Joëlle NEUENSCHWANDER FEIHL - Jean-Jacques Mercier-Marcel et son architecte Francis Isoz : genèse d’une relation à travers le cas du château d’Ouchy
(p. 73-102)
Le propos initial voulait rendre compte de la relation entre le « capitaliste » lausannois Jean-Jacques Mercier-Marcel et l’architecte Francis Isoz, qui devient à partir de 1886 et de son projet de reconstruction du château d’Ouchy en hôtel, l’architecte attitré de la famille Mercier et de la Compagnie du chemin de fer de Lausanne à Ouchy et des Eaux de Bret. La consultation des archives de la Fondation de famille J. J. Mercier-de Molin, auxquelles j’accédais pour la première fois, s’est avérée décevante sur ce point. Par contre, j’y ai découvert de la correspondance et des dessins de l’architecte Maurice Wirz, auteur d’un premier projet pour le château d’Ouchy, ainsi que de nombreux plans dus à Francis Isoz concernant cet édifice et d’autres réalisations, d’une grande qualité graphique. Ces documents apportent des informations inédites sur le développement du projet pour le château et fournissent de précieux indices sur la relation entre le maître de l’ouvrage et son architecte ; ils forment la matière de ce texte.

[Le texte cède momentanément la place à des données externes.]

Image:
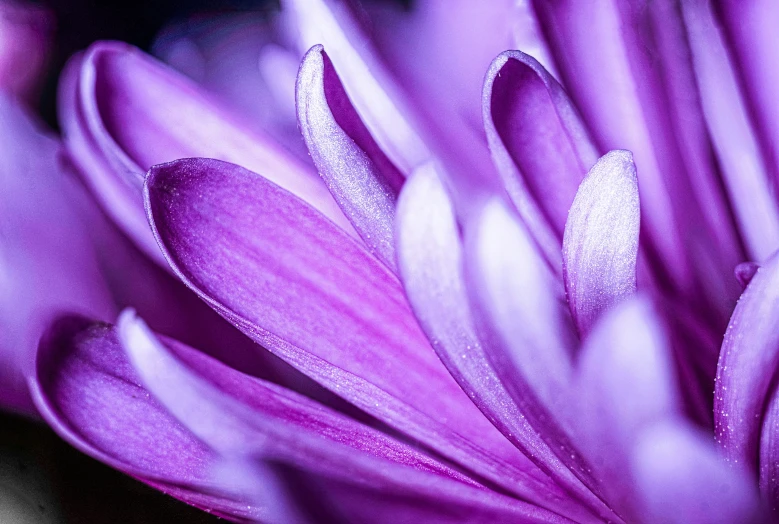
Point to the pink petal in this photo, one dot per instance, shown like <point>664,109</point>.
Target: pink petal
<point>600,244</point>
<point>682,479</point>
<point>122,112</point>
<point>360,177</point>
<point>430,261</point>
<point>241,417</point>
<point>538,142</point>
<point>282,273</point>
<point>745,372</point>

René KOELLIKER - René Chapallaz, architecte de la Tavannes Watch Co
(p. 103-124)
En 1905, la Tavannes Watch Co emploie plus de six cents ouvriers et figure parmi les plus grandes fabriques d’horlogerie de Suisse. Cofondateur de l’entreprise, Henri-Frédéric Sandoz (1851-1913), fort de ce succès, nourrit de grandes ambitions architecturales pour son entreprise et engage René Chapallaz (1881-1976), architecte établi à La Chaux-de-Fonds. La collaboration débute en automne 1905 et se termine en octobre 1907. En quelques mois, Chapallaz construit la villa de la famille Sandoz, un bureau d’architecture, un lotissement de maisons et une fabrique dont les éléments architecturaux et décoratifs sont largement influencés par le Heimatstil et le « style sapin » développé à l’Ecole d’art de La Chaux-de-Fonds.
Les sociétés immobilières
Dave LÜTHI - L’apparition des sociétés immobilières et les mutations du marché architectural : l’exemple lausannois (1860-1880) (p. 125-154)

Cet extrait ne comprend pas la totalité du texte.